Big thanks to Timothy Martens!
回答1:
Possible solution:
echo '>';
$line = stream_get_line(STDIN, 999999, PHP_EOL);
Notes: I was unable to reproduce your error using multiple versions of PHP. Using the following PHP version 5.3.8 gave me no issues
PHP 5.3 (5.3.8) VC9 x86 Non Thread Safe (2011-Aug-23 12:26:18) Arcitechture is Win XP SP3 32 bit
You might try upgrading PHP.
I downloaded php-5.3.5-nts-Win32-VC6-x86 and was not able to reproduce your error, it works fine for me.
Edit: Additionaly I typed the characters using my spanish keyboard.
Edit2:
CMD Command:
chcp 437
PHP Code:
<?php
$fp=fopen("php://stdin","r");
while(1){
$str = fgets(STDIN);
echo mb_detect_encoding($str)."\n";
echo '>'.stream_get_line($fp,999999,"\n")."\n";
}
?>
Output:
test
ASCII
test
>test
öïü
öïü
>öïü
回答2:
I think that happens because PHP 5.3 does not support properly multibyte characters.
These chars: ÅÄÖåäö
Are binary: c3 85 c3 84 c3 96 c3 a5 c3 a4 c3 b6 (without BOM at beggining)
Citing PHP String:
A string is series of characters, where a character is the same as a byte.

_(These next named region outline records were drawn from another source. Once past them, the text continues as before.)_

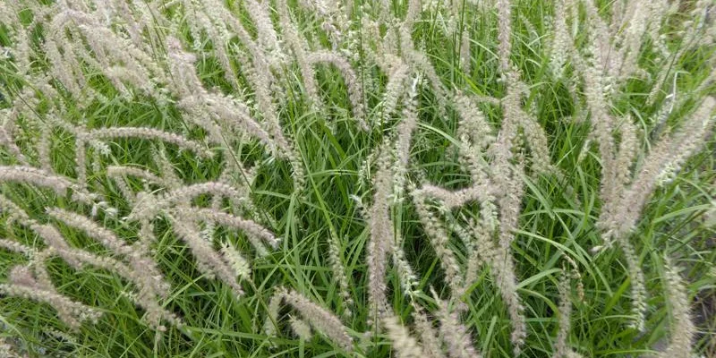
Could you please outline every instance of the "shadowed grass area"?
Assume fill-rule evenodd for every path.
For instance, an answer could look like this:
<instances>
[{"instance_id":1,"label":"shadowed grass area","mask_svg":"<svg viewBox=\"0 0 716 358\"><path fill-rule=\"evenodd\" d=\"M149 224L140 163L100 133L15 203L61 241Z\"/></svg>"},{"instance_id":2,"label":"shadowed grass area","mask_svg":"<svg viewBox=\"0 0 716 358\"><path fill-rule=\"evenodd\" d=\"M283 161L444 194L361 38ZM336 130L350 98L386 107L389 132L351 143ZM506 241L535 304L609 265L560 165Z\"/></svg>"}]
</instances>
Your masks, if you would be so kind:
<instances>
[{"instance_id":1,"label":"shadowed grass area","mask_svg":"<svg viewBox=\"0 0 716 358\"><path fill-rule=\"evenodd\" d=\"M394 246L388 249L383 272L387 311L409 328L415 342L428 352L426 338L420 335L416 308L427 312L429 324L437 332L439 327L447 326L445 319L439 320L439 302L448 302L448 311L455 312L460 327L469 332L468 343L482 356L515 356L515 346L519 345L513 337L513 308L502 295L504 277L499 277L499 268L490 261L497 259L490 256L491 249L465 243L456 228L482 224L481 220L485 217L482 210L487 204L473 200L465 205L446 209L444 202L438 200L426 201L429 211L448 227L442 237L446 247L436 249L435 237L422 221L424 217L412 196L414 190L427 184L450 191L470 188L475 182L471 165L475 165L488 173L485 176L489 177L486 180L490 188L501 190L504 183L516 182L524 192L513 208L518 215L516 227L511 230L514 238L502 248L504 251L499 251L507 252L514 263L516 294L523 306L526 337L520 356L557 356L558 312L560 300L565 299L559 295L558 286L560 275L572 268L579 272L580 277L572 277L567 284L567 299L571 302L572 311L566 345L571 351L585 357L649 356L664 351L678 333L673 330L678 320L672 313L678 310L674 309L674 298L666 286L669 282L668 272L672 269L665 262L666 257L670 258L673 267L680 268L677 271L686 287L683 294L696 326L695 336L690 341L693 352L704 356L716 354L712 341L716 334L716 231L714 221L708 218L716 209L714 115L709 113L707 118L701 119L707 128L706 140L680 168L676 168L680 170L669 176L669 167L660 168L663 173L659 185L654 185L635 227L626 237L635 246L647 294L645 329L634 329L629 327L634 320L634 277L630 277L626 255L617 244L594 250L605 245L608 236L600 226L607 201L601 192L605 183L605 154L601 153L600 138L594 130L595 121L604 118L595 118L591 113L590 89L583 81L598 57L590 53L590 47L597 40L584 2L567 2L575 4L574 12L566 11L565 16L568 18L567 30L577 55L566 55L570 60L562 64L562 76L556 75L550 67L554 52L572 50L567 47L552 48L556 31L554 2L499 2L511 6L509 63L517 73L519 84L511 81L507 73L500 73L498 32L504 19L499 18L494 2L490 1L465 1L455 5L424 1L406 33L399 31L399 24L409 16L410 2L404 1L386 2L385 5L342 2L337 11L328 2L309 2L313 4L310 5L282 0L206 4L159 1L148 2L152 4L147 7L151 11L141 13L138 9L143 9L140 4L143 2L126 4L117 0L108 2L115 8L107 10L107 22L102 11L98 10L105 5L103 2L90 2L93 5L86 9L78 4L81 2L64 5L63 2L39 3L20 2L0 10L0 46L3 50L7 49L7 55L0 57L0 170L11 173L15 166L42 167L77 185L71 188L71 194L82 193L78 188L84 184L86 192L96 197L82 201L72 195L58 195L52 188L33 184L30 180L8 179L10 175L4 176L0 173L0 238L36 251L26 255L12 248L0 250L0 284L21 282L13 277L13 268L38 269L43 263L35 255L51 247L55 251L44 262L51 286L58 294L98 310L102 316L97 322L87 321L72 331L58 316L55 305L0 290L0 338L8 352L30 357L397 355L401 353L399 345L405 341L384 329L385 322L380 320L380 312L377 313L379 310L373 306L371 285L375 278L371 277L372 264L368 260L371 243L378 240L371 228L387 217L390 221L388 231L392 236L387 239L389 243L386 245ZM617 3L621 2L589 1L608 24L614 16L633 15L624 9L624 15L615 13ZM648 7L648 2L626 3ZM671 6L671 3L664 3ZM696 108L708 101L704 98L716 95L710 67L714 64L716 49L712 44L699 42L695 38L698 35L684 35L697 25L684 25L693 17L690 13L694 8L701 9L698 6L703 5L711 16L716 6L683 3L677 11L663 10L666 15L661 21L650 25L657 26L657 35L663 44L652 42L648 26L637 37L642 41L641 47L635 49L639 71L635 70L624 79L605 76L598 81L605 88L600 90L608 93L604 100L607 107L603 109L614 119L613 132L608 135L615 148L626 141L624 123L635 129L638 142L635 155L621 168L629 175L629 183L648 162L649 153L660 141L678 133ZM127 8L120 8L119 4L125 4ZM223 10L211 7L217 4L224 6ZM291 43L286 35L288 27L280 20L282 4L288 7L290 24L299 34L303 51L332 51L344 56L340 58L345 58L355 72L369 131L361 130L353 112L351 84L335 64L313 64L317 90L316 98L311 98L307 90L310 81L305 78L311 71L302 68L299 51L292 47L296 45ZM320 4L328 6L328 10ZM38 9L50 10L41 14ZM198 9L216 17L197 14L200 13ZM52 57L47 43L54 38L48 31L56 25L51 20L60 19L60 14L77 23L62 28L58 30L62 35L58 36L65 40L73 38L79 47L94 49L88 35L78 30L84 21L80 13L86 13L97 26L101 24L118 38L126 40L115 45L132 44L136 38L141 46L135 48L126 45L123 48L127 58L109 55L106 63L98 61L102 55L97 51L73 50L67 44L61 44L63 52L57 58L62 60ZM20 13L20 20L9 13ZM225 13L231 14L236 26L245 30L247 38L258 49L248 46L248 40L228 27L222 18ZM348 22L339 30L331 28L337 26L334 22L340 22L341 16ZM714 24L712 18L703 16L698 31L706 36L713 33ZM141 22L143 27L132 33L128 19ZM693 17L692 21L701 18ZM275 28L273 32L262 30L263 20ZM197 25L201 21L209 24L200 25L204 28ZM370 28L371 24L376 28ZM613 41L607 44L614 47L610 49L622 48L621 41L628 38L626 29L631 29L628 25L627 21L621 30L605 35ZM211 29L226 33L211 32ZM30 36L26 58L21 47L24 44L22 33ZM271 34L277 34L277 45L272 45ZM177 39L180 48L167 45L170 38ZM217 39L224 42L217 44ZM414 46L413 50L424 55L429 64L421 67L420 61L409 58L406 43ZM467 64L462 58L466 43L470 46ZM667 52L662 53L657 45L665 46ZM687 50L679 51L682 47ZM143 57L132 52L135 49L159 68L158 72L166 75L152 78L150 90L143 90L138 85L147 84L143 78L135 79L130 74L112 77L116 72L111 69L130 71L134 65L132 61L150 67L136 60ZM251 51L265 56L259 58ZM66 58L62 57L64 55ZM182 63L182 55L194 58ZM570 56L584 63L575 63ZM27 65L22 64L24 59L29 60ZM268 63L262 64L262 60ZM395 64L383 65L383 62L391 60ZM98 66L92 61L103 65ZM177 64L192 66L189 72L195 72L198 83L192 82L191 78L187 80L191 76L185 68L175 70ZM407 68L407 74L396 86L391 81L398 78L401 64ZM430 81L428 67L437 74L446 97L441 97L438 90L440 89L436 90L438 86ZM665 68L669 71L664 72ZM82 76L72 72L75 70ZM666 74L661 74L662 72ZM63 73L82 77L81 81L78 80L83 84L79 86L81 96L72 92L70 84L64 81ZM270 81L264 83L261 76L270 77ZM661 90L655 97L650 96L658 81L661 81L658 84ZM192 84L185 88L177 84L183 81ZM122 89L118 83L126 88ZM262 83L268 99L260 91ZM609 87L611 84L613 88ZM388 111L388 92L394 87L400 94L396 107ZM520 90L517 95L510 92ZM477 139L461 129L461 121L471 122L456 108L458 94L474 100L475 107L469 114L484 115L491 130L490 134L494 137L489 148L477 149L480 164L466 161L462 151L465 143L472 145ZM508 142L507 151L512 156L508 168L502 172L497 168L494 158L499 152L493 144L505 135L506 123L512 120L505 109L509 96L516 96L520 110L529 115L525 122L532 121L529 123L543 132L552 172L538 170L536 141L524 124L515 125L515 140ZM405 134L399 132L399 128L406 121L411 99L416 104L417 123L410 133L412 137L408 137L408 161L402 168L405 173L401 173L399 165L395 164L400 153L394 146ZM248 108L248 116L255 120L253 125L268 133L267 139L256 134L258 130L251 132L251 124L247 124L248 120L239 115L236 115L240 119L233 123L217 119L222 115L215 115L217 112L212 111L225 105L229 110L223 113L223 117L241 114L244 107ZM276 123L271 122L270 115L275 115ZM472 123L477 121L471 119ZM215 124L220 128L218 135L211 132ZM277 132L271 132L272 125L278 126ZM107 127L150 127L176 133L200 143L213 157L203 158L196 150L176 142L136 136L84 141L86 131ZM290 149L281 148L281 135L286 137ZM267 143L277 149L272 150ZM84 151L79 156L85 160L81 166L87 172L84 182L78 166L81 148ZM387 191L386 212L381 213L385 217L371 217L367 215L371 209L381 204L376 202L376 198L380 198L382 192L374 182L382 170L380 160L386 158L394 166L388 168L392 170L391 188ZM166 182L152 183L134 175L111 175L111 167L120 166L146 171ZM502 177L500 173L509 175ZM655 178L657 174L653 174ZM208 191L158 209L156 217L127 219L139 209L152 208L152 200L166 199L163 195L173 190L209 182L230 184L241 195L222 196ZM127 192L134 197L128 198ZM513 192L498 192L491 199L497 208L496 220L497 217L504 219L499 209L507 204L500 200L510 194ZM173 211L172 205L183 206L190 212L193 209L194 215L181 216ZM183 324L167 323L164 317L160 326L166 326L162 327L166 329L152 326L148 322L147 308L137 303L144 299L140 297L141 284L120 274L118 269L98 265L78 268L62 256L62 249L48 243L47 238L30 224L54 226L72 248L98 257L119 255L96 237L51 218L46 209L54 207L90 218L127 245L141 243L147 234L143 230L153 234L149 248L141 253L156 263L157 272L170 288L165 296L158 294L159 298L152 299L156 298L162 310L177 315ZM280 239L280 243L277 248L266 245L267 254L263 255L251 242L250 230L209 224L211 220L198 217L199 207L250 220ZM27 213L29 218L18 213ZM144 220L151 221L149 229L144 226ZM175 230L176 222L196 224L192 226L198 233L194 235L196 240L205 243L211 252L222 252L222 245L234 248L246 260L250 276L229 285L216 272L218 269L208 269L208 265L202 263L205 253L197 249L199 243L187 243L192 239ZM487 234L495 247L501 243L498 243L499 225L507 224L499 222L497 228ZM473 232L469 234L477 236ZM7 249L5 246L0 248ZM455 254L464 278L470 261L478 260L471 256L473 250L478 252L481 261L476 264L474 279L465 283L465 292L456 296L455 287L450 286L449 273L446 272L444 251ZM414 277L401 271L393 256L397 251ZM212 257L218 258L215 263L220 261L223 265L226 262L222 258L226 256L217 253ZM117 260L132 264L125 257ZM236 268L235 265L235 261L226 264L232 268ZM141 276L153 272L151 268L139 268L132 269L141 272ZM235 276L238 278L241 274ZM405 285L410 284L406 277L415 285L411 292L405 289ZM243 294L237 295L233 286L239 286ZM321 332L315 323L310 325L312 336L298 334L290 320L303 320L301 322L305 323L311 319L297 303L286 303L289 299L285 299L272 318L271 298L278 287L294 291L335 315L345 329L338 333L345 333L351 338L353 352L331 339L329 333L337 332ZM276 326L273 332L266 331L267 324ZM445 351L449 355L454 353L450 351L454 342L445 336L440 334L435 338L445 340L440 343L439 353ZM0 346L0 354L3 352Z\"/></svg>"}]
</instances>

This means that PHP only supports a 256-character set, and hence does not offer native Unicode support. See details of the string type.
Normally does not affect the final result, because the browser/reader understand multibyte characters, but for CMD and STDIN buffer is ÅÄÖåäö (12 chars/bytes char array).
only MB functions handle multibyte strings basic operations.